In this video You will learn the main difference between Posts and Page, also When To Use Posts and Page For Best SEO Practice along with how to Convert Post to Page (Vice Versa).
You need posts and pages To make your site more user-friendly
1. WordPress’ posts have an official publish date and are displayed by date on your site’s blog page. Listed in reverse chronological order on your site.
If you have marked any posts as sticky, those will appear as pinned to the top of your blog before any other posts. WordPress’ pages do not have a publishing date and are meant for static content like About Page, Contact Page, Privacy Page
2. When you create a WordPress post, you have the option to assign it: Categories Tags Categories and tags help you organize posts and thus makes it easy for reader to find them.
You can check my last video, if you want to know more about Categories & Tags https://youtu.be/_O4IHfBPKaI Pages cannot use categories or tags, But they’re organized hierarchically.
You can make one page a “parent” and another page a “child”. Making one page a child of a parent page mainly affects its URL permalink structure.
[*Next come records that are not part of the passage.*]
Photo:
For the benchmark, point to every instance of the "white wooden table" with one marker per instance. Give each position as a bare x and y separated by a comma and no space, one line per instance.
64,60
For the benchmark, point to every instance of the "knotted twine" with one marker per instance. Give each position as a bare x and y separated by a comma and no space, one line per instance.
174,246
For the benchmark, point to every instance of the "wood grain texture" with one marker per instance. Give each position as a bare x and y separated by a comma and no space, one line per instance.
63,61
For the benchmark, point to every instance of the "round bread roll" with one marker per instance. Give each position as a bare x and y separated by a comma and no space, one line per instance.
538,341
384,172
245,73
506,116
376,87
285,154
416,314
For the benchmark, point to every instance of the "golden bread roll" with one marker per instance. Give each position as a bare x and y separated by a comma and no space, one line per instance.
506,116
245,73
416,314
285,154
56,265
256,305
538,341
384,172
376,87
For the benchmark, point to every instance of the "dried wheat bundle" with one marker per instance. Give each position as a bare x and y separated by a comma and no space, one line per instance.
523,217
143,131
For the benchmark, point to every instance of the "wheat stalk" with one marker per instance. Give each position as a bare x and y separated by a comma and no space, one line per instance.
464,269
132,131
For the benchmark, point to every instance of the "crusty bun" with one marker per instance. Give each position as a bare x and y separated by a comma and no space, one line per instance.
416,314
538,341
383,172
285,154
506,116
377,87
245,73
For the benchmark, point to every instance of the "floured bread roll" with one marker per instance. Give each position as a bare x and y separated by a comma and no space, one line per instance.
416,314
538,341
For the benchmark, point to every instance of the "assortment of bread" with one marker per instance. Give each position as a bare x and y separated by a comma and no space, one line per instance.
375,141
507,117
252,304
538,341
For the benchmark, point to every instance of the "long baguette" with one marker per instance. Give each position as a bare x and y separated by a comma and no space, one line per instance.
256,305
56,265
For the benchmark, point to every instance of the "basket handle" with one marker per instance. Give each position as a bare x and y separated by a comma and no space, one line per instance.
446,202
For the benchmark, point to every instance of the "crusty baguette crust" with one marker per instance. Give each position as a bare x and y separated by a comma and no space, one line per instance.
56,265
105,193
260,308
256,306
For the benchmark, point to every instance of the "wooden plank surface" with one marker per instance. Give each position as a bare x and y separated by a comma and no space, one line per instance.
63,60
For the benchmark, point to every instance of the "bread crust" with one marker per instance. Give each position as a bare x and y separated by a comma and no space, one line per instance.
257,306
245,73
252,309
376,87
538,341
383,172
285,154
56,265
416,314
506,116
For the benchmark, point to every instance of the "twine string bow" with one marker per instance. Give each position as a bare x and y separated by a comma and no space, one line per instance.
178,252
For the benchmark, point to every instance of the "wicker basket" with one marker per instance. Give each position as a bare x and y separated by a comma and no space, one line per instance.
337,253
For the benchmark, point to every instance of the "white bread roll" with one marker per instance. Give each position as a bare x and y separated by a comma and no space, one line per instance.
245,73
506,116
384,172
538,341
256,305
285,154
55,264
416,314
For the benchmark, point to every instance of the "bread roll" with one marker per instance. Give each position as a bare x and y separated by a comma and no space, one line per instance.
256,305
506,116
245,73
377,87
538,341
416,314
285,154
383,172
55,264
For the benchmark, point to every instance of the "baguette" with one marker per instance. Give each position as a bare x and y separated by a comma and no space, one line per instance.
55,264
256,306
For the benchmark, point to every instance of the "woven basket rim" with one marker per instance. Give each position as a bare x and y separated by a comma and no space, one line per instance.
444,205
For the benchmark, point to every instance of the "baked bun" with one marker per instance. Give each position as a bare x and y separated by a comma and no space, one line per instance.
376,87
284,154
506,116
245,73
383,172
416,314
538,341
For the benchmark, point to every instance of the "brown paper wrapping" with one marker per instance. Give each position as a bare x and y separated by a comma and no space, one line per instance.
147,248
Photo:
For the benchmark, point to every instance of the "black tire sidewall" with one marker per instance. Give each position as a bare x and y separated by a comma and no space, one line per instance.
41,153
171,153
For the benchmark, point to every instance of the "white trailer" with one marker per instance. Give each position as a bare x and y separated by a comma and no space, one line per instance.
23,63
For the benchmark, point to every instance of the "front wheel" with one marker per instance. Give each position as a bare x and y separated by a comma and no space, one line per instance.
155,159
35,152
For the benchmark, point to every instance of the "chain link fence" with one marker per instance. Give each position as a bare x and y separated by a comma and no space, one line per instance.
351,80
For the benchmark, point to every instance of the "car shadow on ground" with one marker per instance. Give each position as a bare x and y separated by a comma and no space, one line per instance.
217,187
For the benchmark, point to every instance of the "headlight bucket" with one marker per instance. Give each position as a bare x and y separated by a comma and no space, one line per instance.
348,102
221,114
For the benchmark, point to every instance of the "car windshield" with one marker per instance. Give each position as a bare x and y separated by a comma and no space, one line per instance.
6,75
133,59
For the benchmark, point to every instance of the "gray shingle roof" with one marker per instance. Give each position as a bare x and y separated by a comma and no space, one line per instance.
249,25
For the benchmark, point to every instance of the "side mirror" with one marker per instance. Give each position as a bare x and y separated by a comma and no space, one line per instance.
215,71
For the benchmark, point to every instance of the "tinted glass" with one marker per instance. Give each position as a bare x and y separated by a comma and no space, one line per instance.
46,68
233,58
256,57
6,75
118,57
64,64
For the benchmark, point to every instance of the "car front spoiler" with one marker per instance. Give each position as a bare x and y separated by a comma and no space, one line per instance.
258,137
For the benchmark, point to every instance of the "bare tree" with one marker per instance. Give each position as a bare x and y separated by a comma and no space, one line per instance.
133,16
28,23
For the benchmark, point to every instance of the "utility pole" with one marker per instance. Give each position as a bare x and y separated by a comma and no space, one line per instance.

If the parent page is “yoursitename.com/parentPAGE” Then the child page URL will be “yoursitename.com/parentPAGE/childPAGE”.
3. Most themes only show an author for posts.
4. WordPress version 3.1 onwards posts have a feature called Post Formats like Image, Video, Quote, Gallery. You can style your post differently depending on the type of content. But Pages do not have these formats.
Some themes will include Page Templates. But that depends on theme.
How To Converting a Post to Page (or Vice Versa)?
WordPress doesn’t allow you to change a post type by default. You can Copy Post content Make new Page and paste content Delete old post. But, this isn’t the best approach. Plugin “Post Type Switcher By John James Jacoby https://wordpress.org/plugins/post-type-switcher/
When you are creating a new post in WordPress, you will be given a number of fields to fill out, including the title, your name or blog’s name, the website’s URL, categories, and tags. Posts are similar to blog entries; they are what you write when you have something to say.
Each post has its own page, which is accessible at your website’s domain name followed by “/post-name/” (e.g. example.com/my-first-post/).
Pages are different from posts in that they are not dated and do not appear in RSS feeds or on the main blog page. Pages can be used for a variety of purposes, such as an “About” page or a “Contact” page. You can create pages by going to “Pages > Add New” in your WordPress dashboard.